With its cramped campus in vibrant Washington Heights, CUMC has placed particular emphasis on acquiring more space since the 2006 inauguration of Dean of the Faculties of Health Science and Medicine Lee Goldman. New infrastructure through expansion would greatly benefit CUMC, which is both the first academic medical center in the world and the oldest combined hospital-and-university structure on the east coast.
The centerpiece of the first phase of the expansion is the Jerome Greene Science Center to be built on 129th Street and to feature researchers from neuroscience, psychiatry, psychology, and engineering fields. Administrators say the building, described as the intellectual home of the University’s Mind, Brain and Behavior initiative, will serve as a springboard for the second phase of the expansion, which is at least a decade away.

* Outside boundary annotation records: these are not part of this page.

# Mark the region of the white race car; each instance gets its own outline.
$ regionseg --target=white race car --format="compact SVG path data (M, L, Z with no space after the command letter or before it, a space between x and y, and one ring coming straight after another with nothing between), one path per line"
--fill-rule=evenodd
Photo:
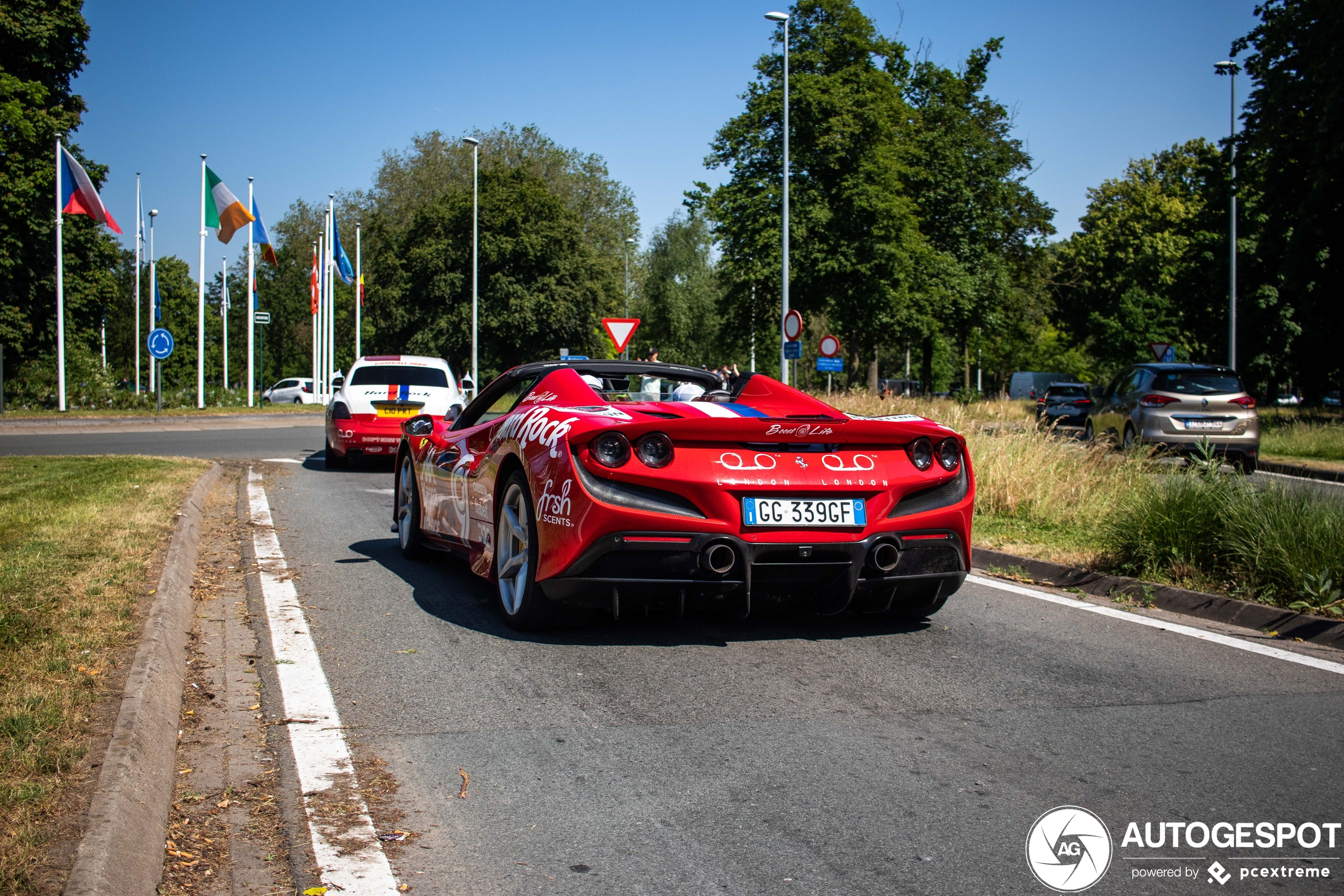
M327 466L343 467L362 455L395 457L403 420L421 414L453 420L465 404L453 371L441 357L362 357L327 407Z

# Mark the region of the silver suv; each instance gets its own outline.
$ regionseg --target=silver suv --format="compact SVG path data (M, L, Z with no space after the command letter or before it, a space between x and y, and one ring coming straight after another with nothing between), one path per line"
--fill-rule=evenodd
M1109 435L1195 454L1207 445L1246 473L1259 455L1259 418L1236 371L1210 364L1138 364L1121 372L1087 415L1083 438Z

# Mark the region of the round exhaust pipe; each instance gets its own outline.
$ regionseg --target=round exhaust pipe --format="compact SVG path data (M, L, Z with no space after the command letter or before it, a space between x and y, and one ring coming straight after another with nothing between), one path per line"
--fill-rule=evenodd
M896 545L891 541L879 541L872 545L868 551L868 566L874 570L880 570L882 572L891 572L896 568L896 560L900 559L900 552L896 551Z
M727 544L711 544L700 552L700 566L708 572L723 575L738 562L738 552Z

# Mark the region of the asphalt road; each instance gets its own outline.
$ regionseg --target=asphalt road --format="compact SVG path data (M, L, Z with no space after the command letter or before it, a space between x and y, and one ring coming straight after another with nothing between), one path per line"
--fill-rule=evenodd
M4 454L156 454L250 461L274 457L302 458L321 451L323 424L246 430L177 430L167 433L0 433Z
M1024 842L1060 805L1114 838L1090 892L1207 892L1212 858L1302 850L1136 861L1126 823L1344 821L1344 676L973 583L905 627L520 635L460 560L401 559L390 469L276 465L266 488L341 721L425 832L394 858L417 892L1044 893ZM1132 877L1183 864L1199 879ZM1325 864L1288 892L1339 892Z

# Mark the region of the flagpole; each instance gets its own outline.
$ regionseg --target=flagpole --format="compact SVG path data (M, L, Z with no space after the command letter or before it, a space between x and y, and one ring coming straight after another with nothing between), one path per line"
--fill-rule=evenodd
M325 215L323 216L325 219ZM317 379L313 382L313 399L325 404L323 402L323 395L327 388L327 294L323 289L323 258L327 253L324 246L327 244L327 222L323 220L323 235L317 238Z
M200 282L196 286L196 408L206 407L206 153L200 153Z
M257 216L257 207L251 197L251 177L247 179L247 214ZM253 313L255 312L257 271L253 267L253 222L247 222L247 407L253 406L253 330L257 328Z
M140 239L144 227L140 219L140 172L136 172L136 395L140 395Z
M60 137L56 137L56 408L66 410L66 263L60 247Z
M328 298L331 302L327 308L327 383L328 392L332 398L336 395L335 380L336 380L336 193L327 193L327 226L331 228L332 238L327 242L327 257L331 259L327 265L327 283L328 283ZM331 400L328 399L328 404Z
M358 361L363 355L360 355L359 347L359 326L360 316L364 310L364 259L360 255L359 246L359 222L355 222L355 360Z
M313 240L313 269L314 269L313 274L317 273L316 267L317 267L317 240L314 239ZM313 279L316 279L316 278L313 278ZM313 283L313 286L316 286L316 283ZM321 298L319 297L319 304L320 302L321 302ZM314 398L317 395L317 310L319 310L319 308L314 305L313 306L313 396Z
M228 391L228 255L220 255L219 271L219 328L224 333L224 391Z

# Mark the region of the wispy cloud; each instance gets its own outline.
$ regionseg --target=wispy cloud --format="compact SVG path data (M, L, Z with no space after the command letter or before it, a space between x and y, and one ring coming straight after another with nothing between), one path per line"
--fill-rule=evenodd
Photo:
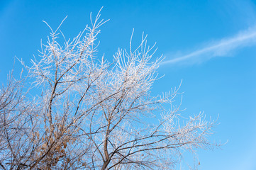
M195 64L215 57L228 56L237 49L254 45L256 45L256 29L248 30L233 37L223 38L188 54L176 55L174 58L164 61L162 64Z

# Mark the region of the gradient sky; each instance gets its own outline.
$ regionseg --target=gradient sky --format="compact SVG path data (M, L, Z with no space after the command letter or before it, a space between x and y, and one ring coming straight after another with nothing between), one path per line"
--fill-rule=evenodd
M152 94L179 85L184 115L204 111L216 119L211 141L221 149L199 150L199 169L256 169L256 1L0 0L0 81L13 58L38 55L40 39L68 16L61 30L72 38L104 6L99 55L111 59L118 47L134 46L143 32L149 45L157 42L155 57L165 57ZM22 67L16 62L17 72ZM187 154L185 154L187 155ZM192 158L193 159L193 158ZM187 159L186 159L187 160ZM190 162L189 159L187 159ZM188 169L182 163L181 169Z

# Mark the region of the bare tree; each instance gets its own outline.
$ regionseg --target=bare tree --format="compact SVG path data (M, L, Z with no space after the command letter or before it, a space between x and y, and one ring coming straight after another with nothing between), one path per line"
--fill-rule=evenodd
M99 18L71 40L61 24L49 26L40 58L26 66L33 93L21 81L1 89L2 169L172 169L183 149L218 146L206 139L214 122L181 116L179 88L150 94L162 59L146 37L113 61L96 56Z

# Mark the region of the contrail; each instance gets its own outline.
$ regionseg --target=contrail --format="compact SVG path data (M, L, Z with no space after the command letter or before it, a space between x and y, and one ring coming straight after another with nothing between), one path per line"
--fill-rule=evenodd
M256 30L247 31L230 38L224 38L213 45L197 50L188 55L163 62L161 64L174 64L193 59L198 60L199 57L201 57L200 59L204 58L204 57L209 59L218 56L225 56L233 50L250 46L256 44L255 42ZM191 62L194 62L194 61Z

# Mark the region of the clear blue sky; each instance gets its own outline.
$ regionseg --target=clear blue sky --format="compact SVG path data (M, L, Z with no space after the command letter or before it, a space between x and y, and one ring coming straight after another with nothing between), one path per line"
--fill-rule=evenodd
M222 149L199 150L199 169L256 169L256 1L1 0L1 82L14 56L29 64L38 54L50 32L43 20L56 28L68 16L61 30L72 38L101 6L102 18L110 21L101 27L99 55L111 58L118 47L128 47L133 28L135 44L144 31L149 44L157 42L155 57L165 57L159 68L165 76L152 93L182 79L184 114L218 115L210 139L228 142Z

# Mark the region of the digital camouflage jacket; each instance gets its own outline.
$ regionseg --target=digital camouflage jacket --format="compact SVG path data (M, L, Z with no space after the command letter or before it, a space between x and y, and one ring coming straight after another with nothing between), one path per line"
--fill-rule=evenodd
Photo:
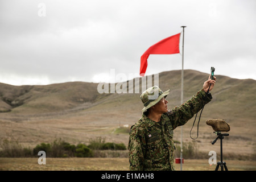
M201 89L180 106L163 114L159 122L143 114L130 131L130 169L175 170L173 130L186 123L212 98Z

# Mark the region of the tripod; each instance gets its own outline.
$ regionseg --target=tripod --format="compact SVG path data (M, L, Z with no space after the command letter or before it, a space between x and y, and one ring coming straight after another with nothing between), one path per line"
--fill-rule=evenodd
M215 142L216 142L216 141L218 140L218 139L220 139L221 140L221 161L218 162L217 163L217 166L216 168L215 168L215 171L218 171L220 166L221 167L221 171L224 171L224 167L225 168L225 170L228 171L228 168L226 166L226 163L222 161L222 139L224 138L224 136L229 136L229 134L227 133L224 133L222 134L221 134L221 132L219 131L216 131L214 133L215 133L217 134L217 135L218 135L218 136L217 136L215 140L214 140L214 141L212 142L212 144L214 144Z

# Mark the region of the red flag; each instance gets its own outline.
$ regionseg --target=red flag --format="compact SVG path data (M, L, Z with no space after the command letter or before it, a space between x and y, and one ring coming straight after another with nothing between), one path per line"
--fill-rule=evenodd
M166 38L150 47L141 57L139 75L143 76L147 67L147 59L150 54L173 54L180 53L179 44L180 33Z

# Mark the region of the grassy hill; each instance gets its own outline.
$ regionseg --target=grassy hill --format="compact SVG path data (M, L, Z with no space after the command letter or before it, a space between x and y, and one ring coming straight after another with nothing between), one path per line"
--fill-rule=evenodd
M169 109L180 105L180 72L173 71L159 75L161 89L171 89L167 97ZM184 101L202 88L208 76L193 70L184 71ZM219 146L210 144L216 135L205 121L223 119L231 125L230 136L226 137L227 151L255 152L256 81L216 76L217 84L211 92L213 100L204 109L199 137L193 142L201 150L218 151ZM133 81L135 84L134 79ZM123 125L130 127L141 117L142 90L139 93L100 94L97 86L96 83L82 82L23 86L0 83L0 140L18 140L23 145L34 147L59 138L71 143L86 143L91 138L101 136L106 142L127 144L128 134L115 131ZM183 127L185 142L192 141L189 131L194 118L191 120ZM196 136L197 122L192 133L193 138ZM175 130L175 140L180 138L178 127ZM242 151L237 149L238 144Z

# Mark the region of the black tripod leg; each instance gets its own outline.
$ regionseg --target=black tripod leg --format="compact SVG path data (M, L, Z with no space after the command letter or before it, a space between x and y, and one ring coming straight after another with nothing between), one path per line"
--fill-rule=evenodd
M224 171L224 168L223 167L223 164L221 164L221 171Z
M216 166L216 168L215 168L215 171L218 171L218 167L220 167L220 162L218 162L217 163L217 166Z

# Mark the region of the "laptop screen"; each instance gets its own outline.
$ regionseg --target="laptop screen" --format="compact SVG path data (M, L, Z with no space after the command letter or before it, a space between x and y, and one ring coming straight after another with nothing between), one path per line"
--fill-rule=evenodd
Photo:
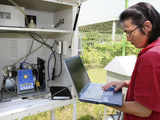
M80 56L74 56L65 59L65 64L74 82L78 93L84 88L85 85L90 83L90 79L85 70Z

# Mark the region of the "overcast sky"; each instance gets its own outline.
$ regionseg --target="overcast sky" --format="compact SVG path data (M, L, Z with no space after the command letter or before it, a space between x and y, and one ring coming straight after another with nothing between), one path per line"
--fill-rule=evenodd
M160 12L160 0L128 0L129 6L149 2ZM125 9L125 0L88 0L82 4L79 26L118 19Z

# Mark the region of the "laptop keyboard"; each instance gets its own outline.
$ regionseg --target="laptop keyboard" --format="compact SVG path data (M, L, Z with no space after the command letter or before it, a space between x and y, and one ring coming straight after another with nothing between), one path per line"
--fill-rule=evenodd
M83 97L89 99L101 99L102 94L103 90L101 85L90 84L84 92Z

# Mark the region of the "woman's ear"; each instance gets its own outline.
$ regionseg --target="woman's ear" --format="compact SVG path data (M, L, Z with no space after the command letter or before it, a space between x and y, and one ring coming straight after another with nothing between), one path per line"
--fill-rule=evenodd
M148 35L152 31L152 23L149 20L144 22L143 31L146 35Z

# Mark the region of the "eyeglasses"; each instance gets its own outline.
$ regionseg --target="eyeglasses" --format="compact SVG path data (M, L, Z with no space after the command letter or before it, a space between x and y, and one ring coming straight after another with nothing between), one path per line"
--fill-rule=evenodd
M132 31L125 31L125 33L126 33L126 35L128 36L128 37L130 37L131 35L132 35L132 33L135 31L135 30L137 30L138 29L138 27L136 27L136 28L134 28Z

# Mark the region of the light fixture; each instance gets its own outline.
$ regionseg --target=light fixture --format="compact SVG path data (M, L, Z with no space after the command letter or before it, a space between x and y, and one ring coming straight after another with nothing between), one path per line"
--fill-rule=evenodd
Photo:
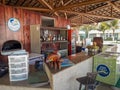
M67 29L70 29L71 27L70 27L70 25L67 25Z

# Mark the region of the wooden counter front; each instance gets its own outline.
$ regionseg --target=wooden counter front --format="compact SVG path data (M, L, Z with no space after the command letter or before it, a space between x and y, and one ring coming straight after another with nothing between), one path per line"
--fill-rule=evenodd
M45 63L44 68L52 90L78 90L79 83L76 78L86 75L87 72L92 72L93 57L88 56L85 52L70 55L68 59L74 65L61 70L50 68Z

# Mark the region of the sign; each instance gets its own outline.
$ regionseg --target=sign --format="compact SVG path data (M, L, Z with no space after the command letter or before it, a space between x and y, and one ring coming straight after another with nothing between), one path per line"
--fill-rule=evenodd
M8 28L11 31L18 31L20 29L20 22L16 18L10 18L8 20Z
M107 77L110 74L109 68L106 65L102 64L97 67L97 72L102 77Z

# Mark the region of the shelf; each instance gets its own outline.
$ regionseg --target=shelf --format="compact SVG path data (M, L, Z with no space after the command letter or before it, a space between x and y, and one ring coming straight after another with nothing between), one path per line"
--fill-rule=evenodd
M47 43L68 43L67 40L63 40L63 41L45 41L45 42L41 42L42 44L47 44Z
M40 27L41 29L48 29L48 30L67 30L67 28L63 28L63 27Z

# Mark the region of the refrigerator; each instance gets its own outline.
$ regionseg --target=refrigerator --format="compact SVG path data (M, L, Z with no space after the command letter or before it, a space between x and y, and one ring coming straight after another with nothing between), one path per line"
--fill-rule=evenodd
M93 71L98 72L97 81L116 85L120 78L120 54L101 53L94 56Z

“Planning the Mind, Brain, and Behavior program is really a starting place for us to understand interdisciplinary opportunities between natural sciences and basic health sciences,” said Lisa Hogarty, chief operating officer of CUMC. “The real test for us will be how we collaborate in the next 50 years.”
Built in 1928 where the New York Highlanders once played Major League Baseball, the campus consists of structures which, according to Hogarty, “are old and reaching the end of their lives.
“We’re not as likely to invest major capital dollars into them,” Hogarty said.
Manhattanville’s location and its proximity to the Morningside campus should be major advantages to CUMC.
“The Broadway corridor allows us such an opportunity compared to other research facilities in the city and in the tri-state area,” Hogarty said. “NYU, for example, is all over the map. Having a contiguous channel from 116th to 168th Street makes it so manageable.”
But such a passageway won’t form for quite some time. Senior Executive Vice President Robert Kasdin said that aside from preparing for the MBB Center and moving about 700 Columbia employees to Studebaker Hall on 132nd Street late last year, administrators have not developed a full plan for the Manhattanville campus, due to the unpredictability of scientific research.
“This is a project that’s going to unfold for several decades, and we [only] know what Phase One looks like,” Kasdin said, adding that details more than 10 years from now are still up in the air.
“Science today is moving so quickly,” Kasdin said. “It would have been a mistake ... if we start saying what the site, which will be built in 20 years, is going to be used for.”
Regardless of the final shape that Columbia’s expansion takes, community protest has been a constant surrounding the project so far.
“There is no question that Columbia’s current expansion ambitions would have a tremendous impact on the community reaching up to the 168th street hospital,” West Harlem resident Mario Mazzoni said.
“In Hamilton Heights and Washington Heights [unlike in Morningside Heights], there is a massive disparity between the average student or faculty member and the average longtime resident of these communities,” Mazzoni said. “As a critical mass of Columbia-affiliated people begin to seek housing in the surrounding areas, other upper-income people not affiliated with Columbia will also be drawn to the area, and it will be impossible for longtime residents to compete for housing.”
While many opponents agree that Columbia requires more space to continue its endeavors, much of the resistance focuses on how it intends to do so.
“Labs and science buildings will have a good impact for the University. However, the University can achieve the same impact with a more sustainable and accountable plan,” said Victoria Ruiz, CC ’09 and a member of the Student Coalition on Expansion and Gentrification. “The buildings will impact the current area by displacing over 5000 people, tearing down historic buildings, and destroying a significant part of West Harlem socially and physically.”
Referring to West Harlem, Hogarty said that rapid gentrification is not tied to Columbia. “The market has been incredibly robust for around the last 15 years,” she said.
CUMC sees obtaining more space as absolutely vital to continuing its success in the future.
“For the Medical Center in particular, ... we need to bring the best scientists to Columbia,” Hogarty said. “In 20 years, we should have grown as much as we can in Washington Heights and have large state-of-the-art research buildings in Manhattanville.”